Considering all previous tests results, it was hypothesized that most likely the problem was in the first part of the circuit—from the sensor to the transmitter (Figure 3).
Step 3: Experiment with a different PT100 sensor
In order to verify this supposition, it was decided to disconnect the internal PT100 sensor and connect another similar sensor from the warehouse to the same circuit, putting it externally, just near the motor cover.
Keeping in mind that the motor has six built-in sensors—three for use and three for spare—another built-in PT100 sensor was connected to the second circuit in order to exclude the very malfunction of the originally used PT100 sensor from the pool of possible reasons.

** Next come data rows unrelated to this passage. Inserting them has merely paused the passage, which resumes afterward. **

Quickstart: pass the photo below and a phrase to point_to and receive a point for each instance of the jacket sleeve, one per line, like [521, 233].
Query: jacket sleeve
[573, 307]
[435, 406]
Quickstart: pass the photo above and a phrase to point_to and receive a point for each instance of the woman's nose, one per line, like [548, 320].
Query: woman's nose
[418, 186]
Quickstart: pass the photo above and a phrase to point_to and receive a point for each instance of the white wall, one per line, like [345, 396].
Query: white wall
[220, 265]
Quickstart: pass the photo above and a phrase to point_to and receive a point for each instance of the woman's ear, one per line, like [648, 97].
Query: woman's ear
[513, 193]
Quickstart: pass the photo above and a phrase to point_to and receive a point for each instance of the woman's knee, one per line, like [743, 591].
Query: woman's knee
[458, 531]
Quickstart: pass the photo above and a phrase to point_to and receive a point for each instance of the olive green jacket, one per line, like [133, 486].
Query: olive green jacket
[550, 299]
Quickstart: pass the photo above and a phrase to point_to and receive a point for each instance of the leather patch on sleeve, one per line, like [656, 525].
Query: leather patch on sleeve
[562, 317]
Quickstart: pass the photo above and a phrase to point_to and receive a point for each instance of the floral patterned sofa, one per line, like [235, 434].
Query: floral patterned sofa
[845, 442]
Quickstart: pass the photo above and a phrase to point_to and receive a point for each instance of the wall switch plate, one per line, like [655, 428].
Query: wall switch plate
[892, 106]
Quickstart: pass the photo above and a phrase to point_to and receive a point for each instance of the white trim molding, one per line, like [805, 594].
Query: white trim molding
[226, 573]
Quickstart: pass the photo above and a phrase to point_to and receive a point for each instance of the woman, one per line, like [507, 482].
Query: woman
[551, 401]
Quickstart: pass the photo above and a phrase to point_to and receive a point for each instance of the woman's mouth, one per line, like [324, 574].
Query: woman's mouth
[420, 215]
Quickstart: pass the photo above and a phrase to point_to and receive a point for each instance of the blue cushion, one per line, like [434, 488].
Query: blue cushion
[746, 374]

This experiment demonstrated that the signal from the external PT100 sensor was very stable, while all other signals had the same problem. Therefore, it was concluded that the assumption was right and the source of the problem was localized in a certain section of the circuit (Figure 4).
Step 4: Electromagnetic disturbance suppression
Based on all existing information, it was decided to try to reject the electromagnetic noises in the resistance-temperature-detector (RTD) measurement circuit. Two different technical solutions were tested simultaneously in different circuits:
- ferrite rings installation
- resistor-capacitor (RC) filters installation (Figure 5).
However, the experiment showed that these measures only mitigate the frequency of signal over-ranges and do not provide complete noise elimination; therefore, they weren’t acceptable.
Step 5: Transmitter
Finally, it was decided to adjust the damping-time parameter in the transmitter for one circuit and completely replace the transmitter for another circuit. Modification of the dumping time was useless, whereas another type of transmitter demonstrated very stable operation. Apparently, the problem was caused by the transmitter and, in order to confirm this, all three transmitters were replaced. The following test start demonstrated the validity of this assumption, and that is how the root cause of the problem was finally identified (Figure 6).
Sometimes it’s difficult to identify the problems in temperature measurements, especially for winding temperature of powerful motors. In this case, it took eight days to find out the reason and unravel the problem.
Obviously, the main issue was the very installation of the built-in PT100 sensors and cables inside the motor. This led to severe electromagnetic disturbances in the RTD measuring circuits in a certain range of motor speed and, consequently, the inability of transmitters to operate normally.
Moreover, this problem highlighted another issue—the electronic card in the VSD panel wasn’t able to provide sufficient current to transmitters when all three of them were in over-range mode. This card was classified as broken and replaced on a warranty basis later.
In this case, the technical solution was to replace the temperature transmitter with a similar one, but from another vendor. Apparently, these two types of transmitters have a different design of input circuits—RC filters, amplifiers, digital filters. Finally, despite all difficulties and relatively long delays, the challenge was successfully addressed and the production line was launched on time.